Restaurant owner Harry Sirinakis got a taste of summer in Westminster without the Ravens this year during the NFL lockout. When the team canceled its annual training camp at McDaniel College, fewer people visited Sirinakis' place on Main Street. He didn't hire the extra servers he had in summers past.

On Friday, Sirinakis and others in the Carroll County town of 18,000 got the news that the Ravens would not return. The team announced that it would hold future training camps at its Owings Mills facility, ending a long-standing relationship with McDaniel and shutting out fans from most of its preseason workouts.

"Sickening," said Sirinakis, whose family has run Harry's Main Street Grille since 1946. "It is a sad day for this community."

Ravens president Dick Cass called the decision difficult. McDaniel's campus had been the home of Ravens training camp for the first 15 years of the franchise's history, and was the site of Baltimore Colts training camp from 1953 through 1971.

"We know we're disappointing McDaniel College, we're disappointing the town of Westminster and we're disappointing all of our fans who came out to those camps. We know that," said Cass, who wouldn't rule out a return to Westminster. "If we had been looking at this strictly from a football standpoint, it's a very easy decision. But the whole situation with our fans made it a very difficult decision."

For people in Westminster, the change means the end of a tradition that boosted business and brought recognition.

"Especially in these economic times, we kind of relied on those four to five weeks in August to be our economic shot in the arm," said Sirinakis, standing in front of a wall of Ravens and Colts memorabilia.

Outside the Carroll County Chamber of Commerce office in Westminster, trees were decorated with purple lights Friday evening.

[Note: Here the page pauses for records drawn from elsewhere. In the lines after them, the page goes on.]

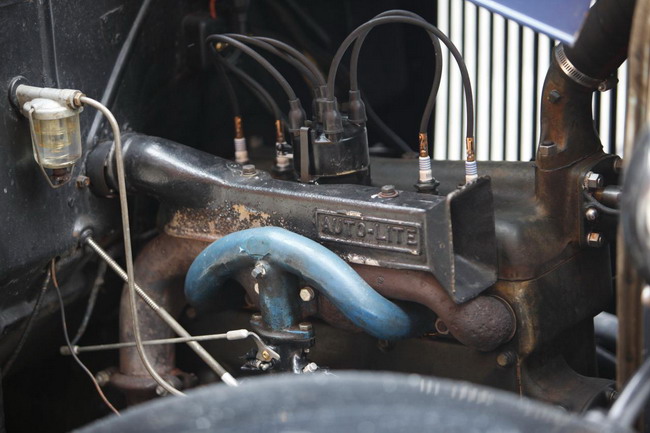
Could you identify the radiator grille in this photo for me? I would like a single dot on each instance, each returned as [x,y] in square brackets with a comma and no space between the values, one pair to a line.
[507,64]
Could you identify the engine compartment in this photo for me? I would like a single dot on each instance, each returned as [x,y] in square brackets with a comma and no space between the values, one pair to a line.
[271,235]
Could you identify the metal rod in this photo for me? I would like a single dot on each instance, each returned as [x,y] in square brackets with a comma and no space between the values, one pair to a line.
[94,348]
[128,251]
[166,317]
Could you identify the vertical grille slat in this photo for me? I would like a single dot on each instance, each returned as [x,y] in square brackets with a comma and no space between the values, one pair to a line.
[507,64]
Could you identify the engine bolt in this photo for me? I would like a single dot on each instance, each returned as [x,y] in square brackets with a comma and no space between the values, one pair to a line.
[307,294]
[82,181]
[312,367]
[248,170]
[591,214]
[617,165]
[441,327]
[595,240]
[547,149]
[388,191]
[554,96]
[506,359]
[259,271]
[103,377]
[592,180]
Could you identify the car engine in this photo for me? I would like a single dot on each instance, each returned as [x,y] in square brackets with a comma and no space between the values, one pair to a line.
[220,215]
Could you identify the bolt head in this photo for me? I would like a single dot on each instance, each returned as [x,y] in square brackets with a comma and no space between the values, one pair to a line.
[591,214]
[554,96]
[312,367]
[259,271]
[617,165]
[595,240]
[82,181]
[307,294]
[546,149]
[305,326]
[506,359]
[593,180]
[103,377]
[441,327]
[248,170]
[388,191]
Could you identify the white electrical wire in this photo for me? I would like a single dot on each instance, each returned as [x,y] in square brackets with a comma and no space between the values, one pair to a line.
[166,317]
[128,253]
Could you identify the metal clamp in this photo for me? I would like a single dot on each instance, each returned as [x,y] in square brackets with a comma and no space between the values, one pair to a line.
[576,75]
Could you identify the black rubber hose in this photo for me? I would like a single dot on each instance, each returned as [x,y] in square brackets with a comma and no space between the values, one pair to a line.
[108,97]
[298,55]
[258,90]
[259,59]
[259,43]
[431,101]
[230,90]
[602,44]
[362,29]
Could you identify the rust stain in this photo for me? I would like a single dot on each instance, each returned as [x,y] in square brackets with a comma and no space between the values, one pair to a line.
[213,224]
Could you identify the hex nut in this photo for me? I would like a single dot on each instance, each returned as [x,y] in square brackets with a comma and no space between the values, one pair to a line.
[595,240]
[441,327]
[388,191]
[307,294]
[259,271]
[547,148]
[591,214]
[506,359]
[82,181]
[593,180]
[248,170]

Chamber President Mike McMullin — who wore a Ravens T-shirt under his white button-down — said local businesses would survive without the training camp but that the decision would be hard for the community to take emotionally.

"It seems like the fans are being left out," McMullin said. "Without the fans, people don't buy tickets, and people don't get paid millions to play the sport."

People "see this town as their home when the Ravens are here," Mayor Kevin Utz said.

Every summer, fans patronize local stores, hotels and restaurants — all dressed in purple, black and white, Utz said.

"We know that it's going to be an economic loss," Utz said.

When the lockout prompted the Ravens to stay at their 200,000-square-foot training facility in Owings Mills, team officials voiced their plans to return to Westminster for 2012 training camp. Ultimately, the Ravens decided that the accommodations in their $31 million facility were much more conducive to the new NFL labor rules that limit training camp practices to one per day.

The annual summer pilgrimage of thousands of Baltimore football fans to Westminster — one that Ravens owner Steve Bisciotti used to take as a kid with his family to meet Johnny Unitas and all the other Baltimore Colts greats — will end.

"From a football and team point of view, it's an easy decision. Personally, this is difficult," Bisciotti said in a statement released by the team. "Some of my best memories as a kid are my family's visits to the Colts' training camp in Westminster. Part of my devotion to the game and the players who made it great and are heroes to many of us, started on those visits."

More than 100,000 fans annually descended to Westminster to watch training camp. When training camp was moved to Owings Mills this past summer, Westminster officials estimated that its loss would have more than a $2 million economic impact on the city and local merchants.

Ethan Seidel, McDaniel's vice president of administration and finance, said school officials are disappointed but understand the Ravens' decision.

"If I put myself in their shoes, it gets to the point where how much logistics and effort do you put into moving your organization when you already have a facility designed for everything you do?" Seidel said.

The camp had more of a direct economic effect on the Westminster business community than on the college, Seidel added.